La lucha de los nietos por sus desaparecidos
La segunda vertiente de las denuncias asturianas aporta la lucha de los nietos. A Jesús Fernández, albañil de Mantarás (Tapia), un grupo de falangistas conocido como El Cangrexo lo sacó de la cárcel para fusilarlo.
Era noviembre del 36, tenía 33 años. Su mujer y su hija, nacida seis días antes, no supieron nada más de él. Su nieto, Xosé Miguel Suárez, no sabe dónde está enterrado. Su caso, y otros que constan en su denuncia, ejemplifican los crímenes cometidos en la zona occidental asturiana.

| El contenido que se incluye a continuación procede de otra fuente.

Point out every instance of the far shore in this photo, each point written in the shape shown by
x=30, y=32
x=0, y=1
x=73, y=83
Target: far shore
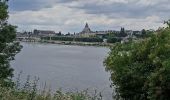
x=74, y=43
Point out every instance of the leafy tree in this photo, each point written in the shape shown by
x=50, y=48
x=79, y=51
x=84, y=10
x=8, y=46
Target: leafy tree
x=141, y=70
x=8, y=48
x=168, y=23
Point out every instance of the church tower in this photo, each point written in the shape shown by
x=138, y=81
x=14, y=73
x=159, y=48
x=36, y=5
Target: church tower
x=86, y=29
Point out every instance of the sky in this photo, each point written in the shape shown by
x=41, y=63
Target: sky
x=71, y=15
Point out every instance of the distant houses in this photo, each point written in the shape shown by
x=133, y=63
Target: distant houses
x=110, y=36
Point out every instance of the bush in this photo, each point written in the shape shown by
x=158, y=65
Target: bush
x=141, y=70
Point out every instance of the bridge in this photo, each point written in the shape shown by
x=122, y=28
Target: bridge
x=28, y=39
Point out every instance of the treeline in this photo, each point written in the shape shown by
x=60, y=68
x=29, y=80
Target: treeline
x=77, y=39
x=141, y=70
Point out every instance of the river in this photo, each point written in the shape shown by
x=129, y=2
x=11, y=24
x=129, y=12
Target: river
x=63, y=66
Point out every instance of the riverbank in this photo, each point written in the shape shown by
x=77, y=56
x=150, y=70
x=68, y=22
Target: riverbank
x=74, y=43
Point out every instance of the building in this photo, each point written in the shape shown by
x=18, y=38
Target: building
x=87, y=32
x=44, y=33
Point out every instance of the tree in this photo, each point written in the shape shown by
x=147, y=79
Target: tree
x=168, y=23
x=141, y=70
x=8, y=48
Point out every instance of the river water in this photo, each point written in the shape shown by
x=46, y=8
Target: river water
x=63, y=66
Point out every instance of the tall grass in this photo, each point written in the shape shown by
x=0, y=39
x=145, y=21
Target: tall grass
x=29, y=91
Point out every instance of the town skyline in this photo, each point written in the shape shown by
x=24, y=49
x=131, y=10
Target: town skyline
x=100, y=14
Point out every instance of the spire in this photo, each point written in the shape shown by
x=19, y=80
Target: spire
x=86, y=29
x=87, y=26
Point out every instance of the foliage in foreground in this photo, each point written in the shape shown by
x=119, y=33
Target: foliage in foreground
x=12, y=94
x=141, y=70
x=29, y=91
x=8, y=48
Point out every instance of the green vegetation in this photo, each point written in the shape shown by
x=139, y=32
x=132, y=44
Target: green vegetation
x=30, y=92
x=8, y=48
x=141, y=70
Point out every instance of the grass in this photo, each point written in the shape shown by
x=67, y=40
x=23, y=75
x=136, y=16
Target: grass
x=29, y=91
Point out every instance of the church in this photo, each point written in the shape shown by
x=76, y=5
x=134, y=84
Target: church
x=86, y=32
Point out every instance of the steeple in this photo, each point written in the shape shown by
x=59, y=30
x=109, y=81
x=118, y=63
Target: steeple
x=87, y=26
x=86, y=29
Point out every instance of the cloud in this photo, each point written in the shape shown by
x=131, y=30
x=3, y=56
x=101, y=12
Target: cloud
x=70, y=15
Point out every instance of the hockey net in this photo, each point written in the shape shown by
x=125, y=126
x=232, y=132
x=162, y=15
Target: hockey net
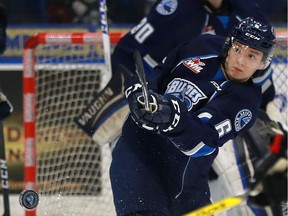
x=62, y=72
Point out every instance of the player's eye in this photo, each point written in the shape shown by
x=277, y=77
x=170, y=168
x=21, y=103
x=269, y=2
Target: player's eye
x=236, y=49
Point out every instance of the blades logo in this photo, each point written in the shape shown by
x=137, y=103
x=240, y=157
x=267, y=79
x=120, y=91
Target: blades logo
x=167, y=7
x=242, y=119
x=194, y=65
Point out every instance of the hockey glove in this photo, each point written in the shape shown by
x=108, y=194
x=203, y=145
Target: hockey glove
x=166, y=115
x=6, y=107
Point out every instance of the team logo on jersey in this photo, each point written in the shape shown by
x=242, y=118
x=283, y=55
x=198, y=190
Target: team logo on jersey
x=186, y=91
x=194, y=64
x=242, y=119
x=167, y=7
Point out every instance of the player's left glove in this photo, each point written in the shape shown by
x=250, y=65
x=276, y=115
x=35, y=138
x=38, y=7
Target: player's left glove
x=6, y=107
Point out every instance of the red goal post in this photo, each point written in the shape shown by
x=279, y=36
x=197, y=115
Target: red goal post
x=61, y=73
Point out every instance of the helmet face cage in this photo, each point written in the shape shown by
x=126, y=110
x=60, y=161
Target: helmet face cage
x=255, y=34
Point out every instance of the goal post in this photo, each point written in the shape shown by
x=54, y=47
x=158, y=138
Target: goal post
x=61, y=73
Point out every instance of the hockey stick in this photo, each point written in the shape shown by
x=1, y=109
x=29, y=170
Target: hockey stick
x=4, y=173
x=106, y=43
x=141, y=75
x=225, y=204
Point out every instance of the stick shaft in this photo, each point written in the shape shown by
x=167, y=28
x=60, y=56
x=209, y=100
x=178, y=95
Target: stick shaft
x=141, y=75
x=4, y=173
x=106, y=42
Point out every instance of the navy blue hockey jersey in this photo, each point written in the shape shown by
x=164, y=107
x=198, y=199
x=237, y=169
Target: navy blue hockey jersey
x=219, y=109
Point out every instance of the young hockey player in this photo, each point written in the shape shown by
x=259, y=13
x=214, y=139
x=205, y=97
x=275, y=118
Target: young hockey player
x=202, y=96
x=154, y=37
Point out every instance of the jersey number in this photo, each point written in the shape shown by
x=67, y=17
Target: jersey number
x=142, y=31
x=223, y=127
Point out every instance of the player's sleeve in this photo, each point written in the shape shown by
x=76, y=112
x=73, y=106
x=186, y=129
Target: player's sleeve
x=193, y=48
x=226, y=115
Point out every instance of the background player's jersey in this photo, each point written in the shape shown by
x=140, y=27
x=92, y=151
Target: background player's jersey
x=171, y=22
x=221, y=21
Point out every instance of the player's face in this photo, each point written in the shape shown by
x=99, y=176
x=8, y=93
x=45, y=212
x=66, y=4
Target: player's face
x=242, y=62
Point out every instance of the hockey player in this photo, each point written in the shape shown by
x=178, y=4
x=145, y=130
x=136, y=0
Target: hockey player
x=202, y=96
x=154, y=39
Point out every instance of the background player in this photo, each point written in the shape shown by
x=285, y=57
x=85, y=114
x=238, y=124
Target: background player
x=153, y=38
x=163, y=158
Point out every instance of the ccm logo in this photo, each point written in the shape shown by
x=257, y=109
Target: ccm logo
x=251, y=36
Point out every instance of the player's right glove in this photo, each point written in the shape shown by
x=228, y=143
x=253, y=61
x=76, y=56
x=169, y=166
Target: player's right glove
x=166, y=114
x=6, y=107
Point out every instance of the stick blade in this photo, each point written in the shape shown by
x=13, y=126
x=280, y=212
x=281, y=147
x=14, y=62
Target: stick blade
x=217, y=207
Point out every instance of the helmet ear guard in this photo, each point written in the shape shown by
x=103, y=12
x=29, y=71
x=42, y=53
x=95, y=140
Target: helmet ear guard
x=255, y=34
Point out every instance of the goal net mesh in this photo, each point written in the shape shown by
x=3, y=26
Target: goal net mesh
x=72, y=171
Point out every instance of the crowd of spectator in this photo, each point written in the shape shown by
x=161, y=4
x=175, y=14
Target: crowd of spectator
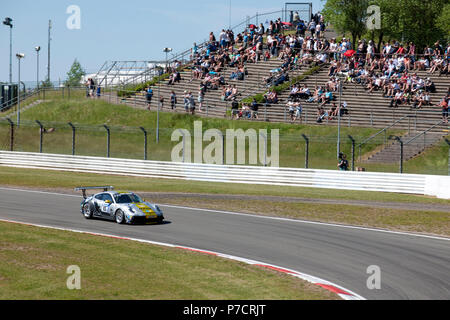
x=392, y=70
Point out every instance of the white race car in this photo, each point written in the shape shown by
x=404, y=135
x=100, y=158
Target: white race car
x=122, y=207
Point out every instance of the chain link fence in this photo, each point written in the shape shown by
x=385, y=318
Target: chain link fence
x=295, y=150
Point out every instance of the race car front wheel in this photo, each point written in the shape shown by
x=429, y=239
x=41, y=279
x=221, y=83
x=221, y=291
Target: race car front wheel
x=120, y=217
x=87, y=212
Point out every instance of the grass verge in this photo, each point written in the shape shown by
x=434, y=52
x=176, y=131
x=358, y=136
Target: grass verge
x=432, y=222
x=33, y=264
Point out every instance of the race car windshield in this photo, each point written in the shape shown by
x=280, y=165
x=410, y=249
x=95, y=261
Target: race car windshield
x=127, y=198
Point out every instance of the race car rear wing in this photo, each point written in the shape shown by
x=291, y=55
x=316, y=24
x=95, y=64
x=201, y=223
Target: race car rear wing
x=83, y=189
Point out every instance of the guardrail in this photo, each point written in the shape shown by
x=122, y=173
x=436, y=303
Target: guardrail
x=364, y=181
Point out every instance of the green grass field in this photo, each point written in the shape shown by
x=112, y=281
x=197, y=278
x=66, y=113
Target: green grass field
x=34, y=262
x=426, y=221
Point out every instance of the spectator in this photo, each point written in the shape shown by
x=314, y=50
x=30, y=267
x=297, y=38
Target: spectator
x=149, y=96
x=235, y=109
x=173, y=100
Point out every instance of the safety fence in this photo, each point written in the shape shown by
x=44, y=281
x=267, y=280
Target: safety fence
x=362, y=181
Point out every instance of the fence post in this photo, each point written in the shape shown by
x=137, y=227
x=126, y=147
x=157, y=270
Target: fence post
x=41, y=134
x=265, y=111
x=73, y=137
x=401, y=152
x=265, y=148
x=11, y=134
x=306, y=151
x=184, y=144
x=145, y=142
x=448, y=142
x=108, y=140
x=353, y=151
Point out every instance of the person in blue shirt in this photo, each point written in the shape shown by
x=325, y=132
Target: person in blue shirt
x=149, y=97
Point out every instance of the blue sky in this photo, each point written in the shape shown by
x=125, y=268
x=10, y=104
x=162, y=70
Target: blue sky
x=114, y=30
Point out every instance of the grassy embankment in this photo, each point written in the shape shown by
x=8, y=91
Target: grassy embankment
x=33, y=264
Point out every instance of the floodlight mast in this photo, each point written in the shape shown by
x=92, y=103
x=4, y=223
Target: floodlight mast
x=8, y=22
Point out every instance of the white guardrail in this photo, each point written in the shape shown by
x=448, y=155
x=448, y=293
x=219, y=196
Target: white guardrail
x=438, y=186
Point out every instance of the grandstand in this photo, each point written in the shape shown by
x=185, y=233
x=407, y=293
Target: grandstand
x=365, y=108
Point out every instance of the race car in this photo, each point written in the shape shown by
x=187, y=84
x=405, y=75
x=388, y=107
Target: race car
x=122, y=207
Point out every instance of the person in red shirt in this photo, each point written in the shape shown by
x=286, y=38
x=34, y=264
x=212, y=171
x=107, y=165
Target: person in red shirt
x=444, y=106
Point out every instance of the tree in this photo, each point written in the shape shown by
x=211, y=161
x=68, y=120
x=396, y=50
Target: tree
x=347, y=16
x=75, y=75
x=420, y=21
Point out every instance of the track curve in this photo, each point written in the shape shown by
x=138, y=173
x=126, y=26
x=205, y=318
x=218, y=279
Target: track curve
x=412, y=267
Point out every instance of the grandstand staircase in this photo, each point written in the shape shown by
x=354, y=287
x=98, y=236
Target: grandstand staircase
x=391, y=152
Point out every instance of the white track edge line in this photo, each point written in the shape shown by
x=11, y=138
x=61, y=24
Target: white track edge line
x=311, y=279
x=265, y=217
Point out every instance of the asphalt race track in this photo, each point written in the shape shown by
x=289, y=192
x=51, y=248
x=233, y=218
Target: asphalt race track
x=412, y=267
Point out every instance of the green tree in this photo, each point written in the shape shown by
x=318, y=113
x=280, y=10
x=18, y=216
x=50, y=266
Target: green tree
x=46, y=84
x=74, y=75
x=347, y=16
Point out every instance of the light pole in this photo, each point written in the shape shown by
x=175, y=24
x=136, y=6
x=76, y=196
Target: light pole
x=49, y=41
x=166, y=50
x=8, y=23
x=38, y=48
x=19, y=56
x=339, y=119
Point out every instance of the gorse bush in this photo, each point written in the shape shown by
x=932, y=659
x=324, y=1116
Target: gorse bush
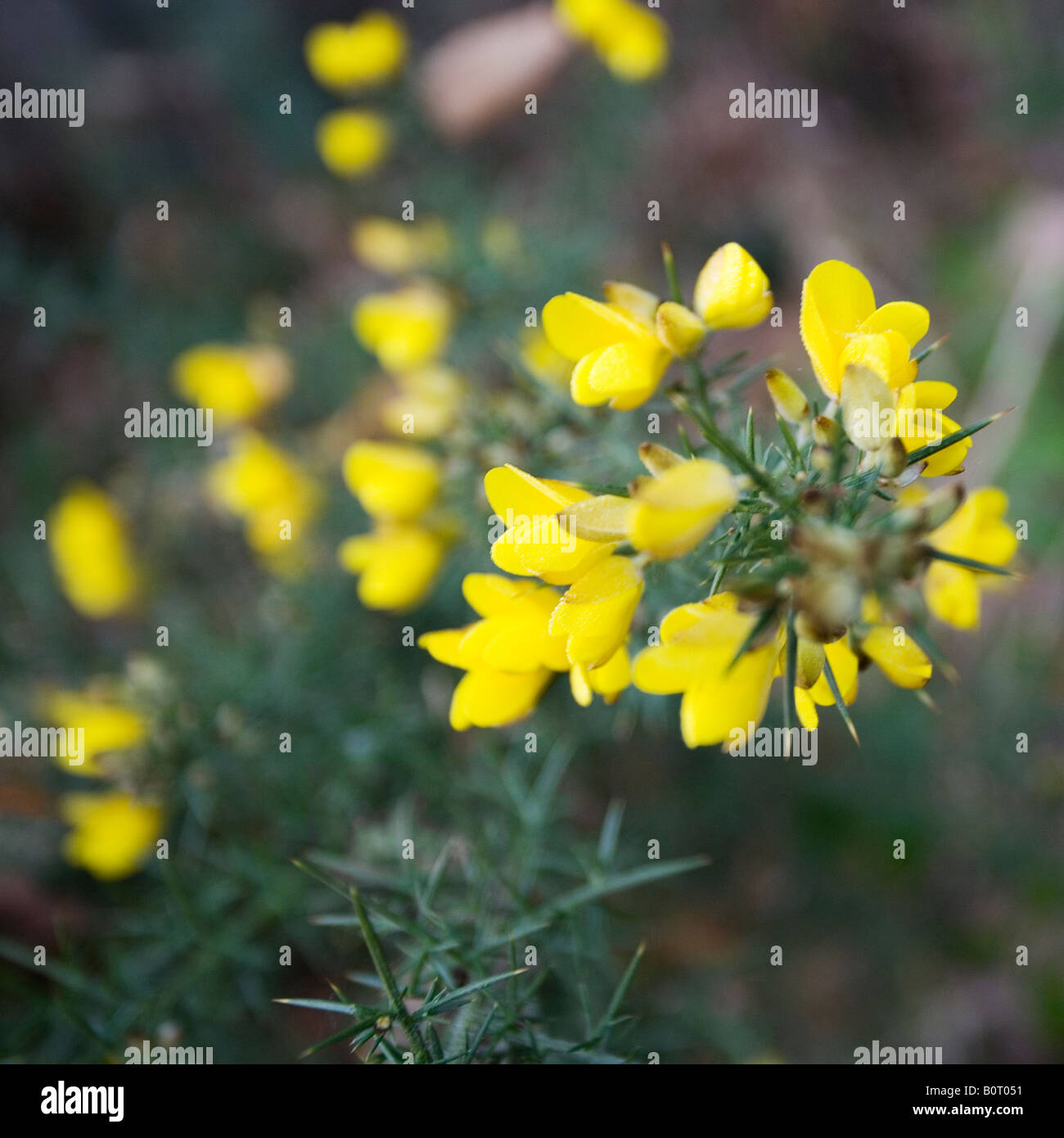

“Vamos a denunciar los asesinatos, la cárcel y las desapariciones de nuestros cuatro abuelos”. María José Martín, y su familia, buscan “en el consulado argentino la justicia que no nos da el Estado español”.
Los cuerpos sin vida de Aida Alvaré Marqués y José Martínez Vázquez quedan abandonados en la playa de Salinas. Octubre de 1937. “Posiblemente se los haya llevado la mar”. José Antonio Abargues Perles se incorporó al frente en defensa de la República. Los golpistas lo ejecutaron por “rebelión militar” en septiembre del 39. Su mujer, Josefa Dávila Álvarez, embarazada y con seis hijos, quedó presa hasta 1943. Sobrevivió.
Clemente Amago era alcalde de San Tirso por el Partido Socialista al estallar la guerra civil. Quiso escapar, pero unos vecinos le delataron. El primer día de septiembre acabó “torturado por cuatro falangistas del pueblo”. Lo vieron una última vez, medio muerto, su cara apenas reconocible.
Su familia, que convivió “toda la vida con los asesinos”, recibió meses después el reloj del que nunca se separaba y, tras la contienda, una multa de 200 pesetas por abandono del puesto de regidor, según las autoridades franquistas.